You have quite a range of skills, and actually you might be better known for your compositions like your opera XXX_LIVE_NUDE_GIRLS!!! Let’s talk about that.

So XXX_LIVE_NUDE_GIRLS!!! is an opera that I wrote for Barbie dolls.

 

hqdefault

Live_Nude_Girls (2012)

 

My sister and I always thought that I would never write an opera – I think if you go and see a well-produced Wagner opera, it can be very beautiful, but I just thought that this way of expressing ideas just didn’t make sense to me living in the time I do live in – and then at the time I was reading about marionette operas. Because Mozart and Beethoven had written these marionette operas for puppets, that they would do at the summer retreats. The second I read about that, I remembered the Barbie dolls house that my sister and I had in the attic, and I called my mum: ‘do you still have that? Please tell me it is still in the attic!’ And my mum said ‘oh yeah, it’s great that I want to write this opera for Barbie dolls!’ Through working on XXX_LIVE_NUDE_GIRLS!!!,  I got to know the operas of Robert Ashley and composers like that, which I feel is closer to contemporary ways of using speech. Even a bit closer to rap music. It felt like their approach to producing opera made more sense to me, you know, in terms of how we use the voice and how to tell a story. Things like that made a big difference.

barbieopera3

Live_Nude_Girls (2003)

 

 

It’s been quite interesting for me as an experience, because I made it in 2003, we performed it a bunch of times, we released it on DVD and that was great. But you’re onto the next piece almost straight away so I sort of thought ‘that’s fine, if it doesn’t get done again I’m extremely satisfied – it’s on DVD, it’s been performed all over the world.’ But what has been quite interesting for me in the last few years, people have become very interested in the work again, which I think is really linked to the #MeToo movement and changing sexual politics. A group in Chicago called Mocrep decided to do it. And then they did it in the Bendigo Festival in Australia and we just did it in France. It’s amazing seeing these all-new productions happening. Somebody in Columbia just wrote their PhD dissertation about framing the entire opera as consciousness – like how date rape victims deal with reality in the aftermath. Because, you know, it starts out with everyone laughing because it’s a Barbie opera, but it ends with a date rape.
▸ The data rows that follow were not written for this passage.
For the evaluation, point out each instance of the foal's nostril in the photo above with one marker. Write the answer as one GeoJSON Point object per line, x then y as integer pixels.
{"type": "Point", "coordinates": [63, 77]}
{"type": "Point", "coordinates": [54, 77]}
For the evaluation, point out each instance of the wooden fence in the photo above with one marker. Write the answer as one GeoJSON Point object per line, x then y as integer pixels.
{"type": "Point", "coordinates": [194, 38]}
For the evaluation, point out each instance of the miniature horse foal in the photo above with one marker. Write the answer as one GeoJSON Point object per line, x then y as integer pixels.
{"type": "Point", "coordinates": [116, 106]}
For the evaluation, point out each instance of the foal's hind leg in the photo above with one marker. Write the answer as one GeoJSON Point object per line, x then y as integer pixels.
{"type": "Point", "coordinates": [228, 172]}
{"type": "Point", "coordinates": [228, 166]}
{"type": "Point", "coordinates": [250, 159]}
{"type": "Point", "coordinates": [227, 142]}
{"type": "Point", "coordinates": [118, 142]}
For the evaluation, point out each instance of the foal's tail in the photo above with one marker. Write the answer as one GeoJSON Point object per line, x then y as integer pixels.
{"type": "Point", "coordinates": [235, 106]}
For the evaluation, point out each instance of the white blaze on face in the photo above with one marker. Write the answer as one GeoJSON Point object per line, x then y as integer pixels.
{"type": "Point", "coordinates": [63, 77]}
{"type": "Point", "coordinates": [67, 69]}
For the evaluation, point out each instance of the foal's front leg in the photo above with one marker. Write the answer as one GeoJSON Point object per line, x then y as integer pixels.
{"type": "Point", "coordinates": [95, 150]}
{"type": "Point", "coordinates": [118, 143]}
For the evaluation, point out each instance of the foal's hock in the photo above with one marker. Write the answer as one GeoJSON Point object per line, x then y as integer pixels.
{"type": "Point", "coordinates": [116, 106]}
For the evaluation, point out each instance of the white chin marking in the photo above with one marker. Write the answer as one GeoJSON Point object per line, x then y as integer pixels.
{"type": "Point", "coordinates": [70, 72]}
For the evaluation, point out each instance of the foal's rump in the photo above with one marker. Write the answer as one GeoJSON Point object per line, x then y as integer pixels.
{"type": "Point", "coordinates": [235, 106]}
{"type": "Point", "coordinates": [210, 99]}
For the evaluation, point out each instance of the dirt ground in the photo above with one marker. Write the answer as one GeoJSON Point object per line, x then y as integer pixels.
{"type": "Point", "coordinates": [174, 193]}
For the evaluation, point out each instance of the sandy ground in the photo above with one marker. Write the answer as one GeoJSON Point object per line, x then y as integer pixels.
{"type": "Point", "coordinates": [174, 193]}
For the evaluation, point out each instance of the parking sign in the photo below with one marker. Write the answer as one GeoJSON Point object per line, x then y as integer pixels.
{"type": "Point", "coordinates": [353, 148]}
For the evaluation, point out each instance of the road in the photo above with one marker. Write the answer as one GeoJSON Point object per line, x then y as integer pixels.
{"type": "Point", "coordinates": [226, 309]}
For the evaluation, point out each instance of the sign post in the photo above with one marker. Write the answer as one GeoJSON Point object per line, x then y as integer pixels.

I wanted to make something that created a dialogue, and at the time I was making it I just felt like I needed to make it. To just put these things that have happened to me, and to women I know, to put it in a way that reached out to others. I think it was Louise Bourgeois who used to say that her emotions were inappropriate for her size, so she would make art to put her emotions into, so they wouldn’t overwhelm her. And I think it was the same for me definitely, with my work there is a lot of emotional stuff that gets sort of metabolised through making the work. So with the Barbie opera, it is quite amazing for me now to see a lot of productions and to see people writing their PhDs about it, really going in and doing a deep analysis of things that I had hidden away in the score. You know what I mean? Where they’re saying, ‘this part where the accordion is typed like a typewriter, but they keep crossing out their text, I’ve viewed it this way,’ and I think, ‘nobody’s ever asked me about that.’ Because everybody only sees the accordion typing, and they don’t pick up on how the accordion is typing something, but I have put something in there. So that has been really nice, just to see the pieces have a new life, in a time when people want to have conversations about these things. There are some things that other people are noticing, or paying attention to, or picking up on or trying out. Seeing people take this on is really beautiful for me, it’s like watching a new person draw your characters. And you just think that this is really beautiful, it’s not just something in my head. Whereas when we did it in new music circles, well over fifteen years ago people weren’t so open to those sorts of discussions about sexual violence and gender relations.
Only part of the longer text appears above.